Save liveness results for DestinationPropagation
`DestinationPropagation` needs to verify that merge candidates do not conflict with each other. This is done by verifying that a local is not live when its counterpart is written to.
To get the liveness information, the pass runs `MaybeLiveLocals` dataflow analysis repeatedly, once for each propagation round. This is quite costly, and the main driver for the perf impact on `ucd` and `diesel`. (See https://github.com/rust-lang/rust/pull/115105#issuecomment-1689205908)

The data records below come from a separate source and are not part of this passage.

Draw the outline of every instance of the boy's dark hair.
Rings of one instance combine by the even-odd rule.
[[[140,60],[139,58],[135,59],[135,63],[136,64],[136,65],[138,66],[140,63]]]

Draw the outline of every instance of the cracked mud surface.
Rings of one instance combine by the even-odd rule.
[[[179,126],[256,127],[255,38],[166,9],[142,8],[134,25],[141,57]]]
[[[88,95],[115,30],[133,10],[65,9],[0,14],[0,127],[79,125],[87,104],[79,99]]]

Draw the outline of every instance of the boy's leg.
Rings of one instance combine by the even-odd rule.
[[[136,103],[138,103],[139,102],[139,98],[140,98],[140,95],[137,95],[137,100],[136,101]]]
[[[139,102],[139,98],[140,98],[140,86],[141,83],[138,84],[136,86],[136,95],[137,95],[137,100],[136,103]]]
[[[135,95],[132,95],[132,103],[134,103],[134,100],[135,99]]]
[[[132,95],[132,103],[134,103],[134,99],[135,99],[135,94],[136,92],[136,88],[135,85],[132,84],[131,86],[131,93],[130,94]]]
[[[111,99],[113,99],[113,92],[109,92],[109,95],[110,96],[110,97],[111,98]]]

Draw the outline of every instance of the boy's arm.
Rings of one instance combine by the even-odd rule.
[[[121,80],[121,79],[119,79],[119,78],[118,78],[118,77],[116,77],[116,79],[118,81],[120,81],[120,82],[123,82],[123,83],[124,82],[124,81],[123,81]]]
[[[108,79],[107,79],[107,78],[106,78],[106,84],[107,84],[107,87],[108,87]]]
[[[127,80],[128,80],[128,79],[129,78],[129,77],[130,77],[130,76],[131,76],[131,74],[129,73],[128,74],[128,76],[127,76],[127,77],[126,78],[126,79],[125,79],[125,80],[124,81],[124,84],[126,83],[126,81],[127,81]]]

In order to mitigate this cost, this PR proposes to save the result of the analysis into a `SparseIntervalMatrix`, and mirror merges of locals into that matrix: `liveness(destination) := liveness(destination) union liveness(source)`.
<details>
<summary>Proof</summary>
We denote by `'` all the quantities of the transformed program. Let $\varphi$ be a mapping of locals, which maps `source` to `destination`, and is identity otherwise. The exact liveness set after a statement is $out'(statement)$, and the proposed liveness set is $\varphi(out(statement))$.
Consider a statement. Suppose that the output state verifies $out' \subset phi(out)$. We want to prove that $in' \subset \varphi(in)$ where $in = (out - kill) \cup gen$, and conclude by induction.
We have 2 cases: either that statement is kept with locals renumbered by $\varphi$, or it is a tautological assignment and it removed.
1. If the statement is kept: the gen-set and the kill-set of $statement' = \varphi(statement)$ are $gen' = \varphi(gen)$ and $kill' = \varphi(kill)$ exactly.
From soundness requirement 3, $\varphi(in)$ is disjoint from $\varphi(kill)$.
This implies that $\varphi(out - kill)$ is disjoint from $\varphi(kill)$, and so $\varphi(out - kill) = \varphi(out) - \varphi(kill)$. Then $\varphi(in) = (\varphi(out) - \varphi(kill)) \cup \varphi(gen) = (\varphi(out) - kill') \cup gen'$.
We can conclude that $out' \subset \varphi(out) \implies in' \subset \varphi(in)$.
2. If the statement is removed. As $\varphi(statement)$ is a tautological assignment, we know that $\varphi(gen) = \varphi(kill) = \\{ destination \\}$, while $gen' = kill' = \emptyset$. So $\varphi(in) = \varphi(out) \cup \\{ destination \\}$. Then $in' = out' \subset out \subset \varphi(in)$.
By recursion, we can conclude by that $in' \subset \varphi(in)$ everywhere.
</details>
This approximate liveness results is only suboptimal if there are locals that fully disappear from the CFG due to an assignment cycle. These cases are quite unlikely, so we do not bother with them.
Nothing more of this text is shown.